En hiver, plus la différence de pression est grande entre l'anticyclone des Açores et les dépressions vers l'Islande, plus la NAO est positive (30% des régimes en Europe). On observe alors un courant d'Ouest perturbé avec de fréquentes perturbations pluvieuses et venteuses sur l'Europe (notamment sur la partie Nord). Les températures sont alors généralement douces et l'influence est majoritairement océanique. A contrario, moins la différence de pression est grande entre l'anticyclone des Açores et les dépressions vers l'Islande, plus la NAO est négative (20% des régimes en Europe). On constate alors que le courant d'Ouest reste peu actif voire inopérant : l'anticyclone des Açores et les dépressions près de l'Islande changent de place et peuvent même s'inverser. Dans ce cas de figure, le flux peut s'orienter au Nord/Nord Est voire à l'Est, ramenant le froid en Europe de l'Ouest. Comme les hautes pressions remontent vers le Pôle Nord, le vortex polaire est chamboulé et on peut alors observer un displacement event ou un splitting event. Les autres régimes en Europe sont les dorsales (23% des régimes en Europe) et les blocages (27% des régimes en Europe).

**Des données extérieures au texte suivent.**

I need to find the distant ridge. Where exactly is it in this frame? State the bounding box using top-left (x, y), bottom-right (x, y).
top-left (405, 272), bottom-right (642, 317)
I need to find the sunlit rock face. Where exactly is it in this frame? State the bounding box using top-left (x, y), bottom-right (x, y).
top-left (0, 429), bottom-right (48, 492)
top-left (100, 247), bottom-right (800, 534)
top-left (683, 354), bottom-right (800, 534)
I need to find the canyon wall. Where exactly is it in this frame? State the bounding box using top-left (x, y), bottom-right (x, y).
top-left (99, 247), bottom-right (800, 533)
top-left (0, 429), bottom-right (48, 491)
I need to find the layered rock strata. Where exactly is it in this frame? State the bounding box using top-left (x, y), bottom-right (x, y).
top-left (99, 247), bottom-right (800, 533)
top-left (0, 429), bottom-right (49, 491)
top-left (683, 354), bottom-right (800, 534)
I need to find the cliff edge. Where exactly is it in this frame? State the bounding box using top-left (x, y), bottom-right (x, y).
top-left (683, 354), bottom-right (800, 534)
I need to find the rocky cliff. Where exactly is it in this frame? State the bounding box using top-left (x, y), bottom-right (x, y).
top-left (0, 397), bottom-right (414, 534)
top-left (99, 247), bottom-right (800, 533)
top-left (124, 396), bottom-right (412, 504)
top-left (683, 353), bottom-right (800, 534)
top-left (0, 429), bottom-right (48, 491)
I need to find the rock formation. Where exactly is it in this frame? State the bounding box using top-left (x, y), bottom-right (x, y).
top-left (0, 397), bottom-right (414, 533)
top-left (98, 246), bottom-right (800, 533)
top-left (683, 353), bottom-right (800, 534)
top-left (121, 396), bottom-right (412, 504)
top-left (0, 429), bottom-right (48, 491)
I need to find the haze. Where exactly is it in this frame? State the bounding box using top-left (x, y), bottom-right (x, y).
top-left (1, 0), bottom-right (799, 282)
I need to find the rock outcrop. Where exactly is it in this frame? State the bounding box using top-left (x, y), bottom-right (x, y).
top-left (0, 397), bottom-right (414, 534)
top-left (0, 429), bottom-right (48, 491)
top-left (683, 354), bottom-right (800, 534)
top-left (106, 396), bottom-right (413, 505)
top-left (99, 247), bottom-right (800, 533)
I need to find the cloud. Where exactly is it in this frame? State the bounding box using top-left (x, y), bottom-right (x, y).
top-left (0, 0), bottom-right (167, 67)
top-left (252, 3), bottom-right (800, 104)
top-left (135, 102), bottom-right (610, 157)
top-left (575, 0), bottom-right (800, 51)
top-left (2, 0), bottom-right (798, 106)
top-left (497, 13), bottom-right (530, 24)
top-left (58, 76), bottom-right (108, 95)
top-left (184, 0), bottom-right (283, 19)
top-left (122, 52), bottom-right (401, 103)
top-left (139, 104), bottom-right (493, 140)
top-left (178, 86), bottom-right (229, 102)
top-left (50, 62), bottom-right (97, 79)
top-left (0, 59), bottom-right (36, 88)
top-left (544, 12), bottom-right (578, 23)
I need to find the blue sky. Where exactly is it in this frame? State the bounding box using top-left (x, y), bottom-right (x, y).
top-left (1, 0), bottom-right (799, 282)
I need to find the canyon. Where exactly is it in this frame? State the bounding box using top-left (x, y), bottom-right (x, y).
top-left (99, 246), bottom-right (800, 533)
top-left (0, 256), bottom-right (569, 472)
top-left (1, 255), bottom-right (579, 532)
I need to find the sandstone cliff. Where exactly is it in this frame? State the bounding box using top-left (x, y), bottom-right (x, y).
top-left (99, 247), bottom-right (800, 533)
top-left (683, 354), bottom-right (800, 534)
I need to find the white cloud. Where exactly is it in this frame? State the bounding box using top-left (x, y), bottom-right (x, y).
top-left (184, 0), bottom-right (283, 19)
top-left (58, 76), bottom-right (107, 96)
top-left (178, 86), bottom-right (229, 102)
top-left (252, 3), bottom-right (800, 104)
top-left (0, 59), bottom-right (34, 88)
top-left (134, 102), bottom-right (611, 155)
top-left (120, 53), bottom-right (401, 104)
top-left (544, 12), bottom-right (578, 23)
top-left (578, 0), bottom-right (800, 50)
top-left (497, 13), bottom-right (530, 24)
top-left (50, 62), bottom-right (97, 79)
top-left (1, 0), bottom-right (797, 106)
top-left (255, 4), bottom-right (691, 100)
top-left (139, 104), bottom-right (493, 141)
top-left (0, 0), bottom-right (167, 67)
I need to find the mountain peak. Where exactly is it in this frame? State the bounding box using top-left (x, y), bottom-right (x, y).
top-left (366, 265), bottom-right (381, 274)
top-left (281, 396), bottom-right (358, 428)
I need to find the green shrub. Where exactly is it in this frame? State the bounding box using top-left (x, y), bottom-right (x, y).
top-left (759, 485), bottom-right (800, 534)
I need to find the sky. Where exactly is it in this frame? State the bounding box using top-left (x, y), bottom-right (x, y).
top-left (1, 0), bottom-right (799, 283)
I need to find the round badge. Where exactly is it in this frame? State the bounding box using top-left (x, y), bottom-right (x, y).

Anomalie journalière de pression de surface (millibar) correspondant aux quatre régimes de temps d'hiver (de novembre à mars) sur l'Atlantique Nord. Le pourcentage représente l'occurrence moyenne de ces régimes sur la période 1974-2007 (copyright : CNRS).

Au 10 janvier 2019, les dernières tendances s'orienteraient vers une NAO- vers la fin du mois de janvier, ce qui serait favorable à un temps plus hivernal. Un flux d'Ouest à Sud Ouest perturbé reste peu probable.

Tendance des régimes de temps.

Evolution / tendance de la NAO (copyright : NOAA).

L'influence de la MJO

L'oscillation de Madden-Julian (MJO) est un phénomène atmosphérique tropical sous forme d'une onde que l'on retrouve dans les océans Indien et Pacifique.

Evolution de la MJO entre 30 et 60 jours (copyright : CPC / NOAA).

L'oscillation de Madden-Julian se déroule en 8 phases.

Les 8 phases de la MJO (copyright : NOAA).

Lors de la première décade de janvier 2019, la MJO est passée par une phase 8 active alors qu'elle est plutôt inopérante ce 13 janvier 2019 (proche du centre).

Phases de la MJO via le modèle GFS (copyright : CPC / NOAA).

Généralement, lorsque la MJO passe par la phase 8, les effets se montrent une dizaine de jours plus tard en moyenne. Cette phase est favorable à un régime de dorsale dans l'Atlantique.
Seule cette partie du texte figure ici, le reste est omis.